Future of Technology in Education Conference 2011

The 4th annual Future of Technology in Education (FOTE) conference, which took place in the University of London on 7th October, aimed to shine a light on student expectations and the role technology plays in meeting them.

I’m just catching up with the Twitter back-channel and really like Martin Hawskey’s (@mhawskeyinfographic using #fote11 conversations coded with sentiment data from ViralHeat [NodeXL]; a great way to visualise data (Figure 1).

Infographic of FOTE 2011 Twitter conversations coded with sentiment data
Figure 1: Infographic of FOTE 2011 Twitter conversations coded with sentiment data

All videos and slides of the keynotes, 140Challenge and Bring Your Own Device (BYOD) panel are now available online and we also uploaded close to 500 pictures to Flickr. As always you can share and reuse all of those in your own blogs and website as long as you attribute. Trying to write a summary of a conference one organised and hosted, feels somewhat odd, even self-congratulatory, but I’ll try to be as impartial as possible.

With the theme being on student satisfaction I was pleased that both Emily-Ann Nash (delivering a keynote) and Nizam Uddin (being on the BYOD panel) played an active role at this year’s conference.
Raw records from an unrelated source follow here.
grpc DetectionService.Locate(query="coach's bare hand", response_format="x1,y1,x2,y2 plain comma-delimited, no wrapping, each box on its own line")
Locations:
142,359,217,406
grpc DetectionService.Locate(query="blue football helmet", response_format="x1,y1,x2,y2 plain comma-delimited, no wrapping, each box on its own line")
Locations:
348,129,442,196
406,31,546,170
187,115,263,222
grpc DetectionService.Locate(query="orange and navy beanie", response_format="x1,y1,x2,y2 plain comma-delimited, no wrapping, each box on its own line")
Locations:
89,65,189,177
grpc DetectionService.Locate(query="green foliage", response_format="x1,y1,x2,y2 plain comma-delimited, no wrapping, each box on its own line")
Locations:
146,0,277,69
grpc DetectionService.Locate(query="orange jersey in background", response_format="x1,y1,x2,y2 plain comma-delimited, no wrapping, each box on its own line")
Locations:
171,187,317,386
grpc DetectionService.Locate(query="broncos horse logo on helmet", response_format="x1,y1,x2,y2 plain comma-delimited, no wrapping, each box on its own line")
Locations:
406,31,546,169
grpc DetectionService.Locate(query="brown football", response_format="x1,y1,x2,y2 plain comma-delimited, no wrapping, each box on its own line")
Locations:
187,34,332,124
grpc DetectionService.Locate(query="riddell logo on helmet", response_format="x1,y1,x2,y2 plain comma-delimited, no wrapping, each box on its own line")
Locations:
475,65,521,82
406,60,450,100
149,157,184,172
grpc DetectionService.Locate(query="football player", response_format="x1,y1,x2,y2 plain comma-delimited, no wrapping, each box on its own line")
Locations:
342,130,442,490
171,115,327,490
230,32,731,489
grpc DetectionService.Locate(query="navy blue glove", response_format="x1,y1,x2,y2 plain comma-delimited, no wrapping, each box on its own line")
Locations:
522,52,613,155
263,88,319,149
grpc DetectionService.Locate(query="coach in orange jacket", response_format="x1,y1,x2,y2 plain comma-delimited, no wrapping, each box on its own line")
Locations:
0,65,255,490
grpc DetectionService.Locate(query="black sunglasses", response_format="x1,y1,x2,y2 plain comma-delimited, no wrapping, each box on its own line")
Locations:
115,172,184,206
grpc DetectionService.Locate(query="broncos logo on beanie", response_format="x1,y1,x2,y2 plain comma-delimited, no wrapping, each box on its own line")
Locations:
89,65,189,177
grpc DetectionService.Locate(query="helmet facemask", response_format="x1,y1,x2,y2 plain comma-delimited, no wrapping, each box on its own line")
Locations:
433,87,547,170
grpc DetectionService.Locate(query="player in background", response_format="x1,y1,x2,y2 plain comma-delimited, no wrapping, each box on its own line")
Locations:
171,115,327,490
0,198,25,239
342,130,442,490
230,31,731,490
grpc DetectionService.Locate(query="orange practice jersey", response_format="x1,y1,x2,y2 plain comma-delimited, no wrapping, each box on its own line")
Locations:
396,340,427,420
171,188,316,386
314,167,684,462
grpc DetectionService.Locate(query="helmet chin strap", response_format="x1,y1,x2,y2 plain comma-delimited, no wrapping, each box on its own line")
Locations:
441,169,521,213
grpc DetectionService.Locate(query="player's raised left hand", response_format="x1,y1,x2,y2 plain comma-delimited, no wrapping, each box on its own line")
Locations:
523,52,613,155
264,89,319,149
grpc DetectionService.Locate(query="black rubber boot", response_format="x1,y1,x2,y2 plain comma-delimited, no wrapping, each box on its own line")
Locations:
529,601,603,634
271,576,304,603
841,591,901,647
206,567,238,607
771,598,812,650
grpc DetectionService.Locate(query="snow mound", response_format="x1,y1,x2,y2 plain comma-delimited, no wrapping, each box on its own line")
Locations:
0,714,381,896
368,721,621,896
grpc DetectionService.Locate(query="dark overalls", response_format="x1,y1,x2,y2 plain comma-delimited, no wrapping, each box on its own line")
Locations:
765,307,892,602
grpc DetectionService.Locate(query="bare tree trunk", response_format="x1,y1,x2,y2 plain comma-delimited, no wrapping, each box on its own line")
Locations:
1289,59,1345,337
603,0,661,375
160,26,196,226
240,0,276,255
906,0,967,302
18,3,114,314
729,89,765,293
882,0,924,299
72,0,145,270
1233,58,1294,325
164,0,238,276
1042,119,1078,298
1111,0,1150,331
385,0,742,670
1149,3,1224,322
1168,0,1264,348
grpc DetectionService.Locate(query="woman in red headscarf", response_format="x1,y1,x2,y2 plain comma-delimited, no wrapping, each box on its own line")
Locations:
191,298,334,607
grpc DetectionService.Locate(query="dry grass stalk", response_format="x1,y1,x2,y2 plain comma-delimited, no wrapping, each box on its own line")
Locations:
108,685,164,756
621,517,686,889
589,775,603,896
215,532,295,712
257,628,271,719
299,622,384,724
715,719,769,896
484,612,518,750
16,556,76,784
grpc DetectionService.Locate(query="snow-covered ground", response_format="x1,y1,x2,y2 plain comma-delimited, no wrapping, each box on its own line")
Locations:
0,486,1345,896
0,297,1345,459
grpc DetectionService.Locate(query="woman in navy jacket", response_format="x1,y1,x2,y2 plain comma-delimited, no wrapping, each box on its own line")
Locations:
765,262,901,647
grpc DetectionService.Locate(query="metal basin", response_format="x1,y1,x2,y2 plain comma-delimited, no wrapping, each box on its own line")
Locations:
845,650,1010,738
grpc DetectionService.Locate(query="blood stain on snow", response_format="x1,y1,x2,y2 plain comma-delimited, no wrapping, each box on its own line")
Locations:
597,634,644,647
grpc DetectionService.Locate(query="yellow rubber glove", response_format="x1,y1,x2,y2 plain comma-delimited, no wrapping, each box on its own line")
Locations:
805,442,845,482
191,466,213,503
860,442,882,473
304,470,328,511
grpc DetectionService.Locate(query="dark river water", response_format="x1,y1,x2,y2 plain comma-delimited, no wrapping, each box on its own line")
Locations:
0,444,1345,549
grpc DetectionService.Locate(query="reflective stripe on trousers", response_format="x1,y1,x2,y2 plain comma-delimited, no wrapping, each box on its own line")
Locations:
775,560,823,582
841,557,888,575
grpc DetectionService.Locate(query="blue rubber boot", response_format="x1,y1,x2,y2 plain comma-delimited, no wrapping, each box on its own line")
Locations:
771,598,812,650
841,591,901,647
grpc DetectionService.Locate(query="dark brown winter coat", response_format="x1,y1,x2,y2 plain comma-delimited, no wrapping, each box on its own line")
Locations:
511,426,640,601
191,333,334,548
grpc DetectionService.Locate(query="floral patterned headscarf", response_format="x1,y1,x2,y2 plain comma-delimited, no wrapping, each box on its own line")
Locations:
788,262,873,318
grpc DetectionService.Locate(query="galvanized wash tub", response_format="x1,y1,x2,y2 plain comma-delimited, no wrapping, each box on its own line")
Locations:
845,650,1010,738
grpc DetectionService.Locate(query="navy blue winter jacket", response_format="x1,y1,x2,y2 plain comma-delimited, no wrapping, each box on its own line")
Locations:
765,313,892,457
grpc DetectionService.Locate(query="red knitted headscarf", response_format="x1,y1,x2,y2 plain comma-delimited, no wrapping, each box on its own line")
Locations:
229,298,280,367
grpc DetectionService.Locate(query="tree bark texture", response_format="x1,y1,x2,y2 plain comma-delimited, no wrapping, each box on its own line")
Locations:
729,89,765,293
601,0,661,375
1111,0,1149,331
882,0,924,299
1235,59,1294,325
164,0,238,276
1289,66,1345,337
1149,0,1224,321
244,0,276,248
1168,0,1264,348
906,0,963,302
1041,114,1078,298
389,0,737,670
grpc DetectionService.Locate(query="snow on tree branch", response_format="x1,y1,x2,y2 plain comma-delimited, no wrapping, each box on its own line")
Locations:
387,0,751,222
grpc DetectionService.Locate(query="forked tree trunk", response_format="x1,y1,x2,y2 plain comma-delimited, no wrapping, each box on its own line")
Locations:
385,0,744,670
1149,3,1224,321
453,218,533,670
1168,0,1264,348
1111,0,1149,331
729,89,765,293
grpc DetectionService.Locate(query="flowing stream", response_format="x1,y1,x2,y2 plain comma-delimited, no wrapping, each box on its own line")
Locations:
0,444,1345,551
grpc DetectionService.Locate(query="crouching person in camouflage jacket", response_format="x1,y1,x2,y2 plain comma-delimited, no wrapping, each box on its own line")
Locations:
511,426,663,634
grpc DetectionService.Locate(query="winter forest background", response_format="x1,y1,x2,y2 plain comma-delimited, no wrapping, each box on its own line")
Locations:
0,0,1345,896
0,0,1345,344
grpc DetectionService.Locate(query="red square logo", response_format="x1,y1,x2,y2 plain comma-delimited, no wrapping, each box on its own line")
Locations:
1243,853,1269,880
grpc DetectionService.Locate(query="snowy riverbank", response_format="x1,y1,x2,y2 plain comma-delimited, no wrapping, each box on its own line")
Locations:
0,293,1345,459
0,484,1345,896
#fote11 could Emily-Ann Nash’s student expectations point of view be the most relevant .. follows on from @jamesclay
by @timekord, Fri Oct 07 13:50

Photos of Emily-Ann Nash and Nizam Uddin presenting at FOTE 2011
Figure2: Emily-Ann Nash and Nizam Uddin presenting at FOTE 2011

The 140Challenge seemed to work very well and we are fairly certain it will be back next year. A few people remarked they’d like to get up on stage but were a tad nervous. Maybe we should give out wine beforehand next year to help with the nerves?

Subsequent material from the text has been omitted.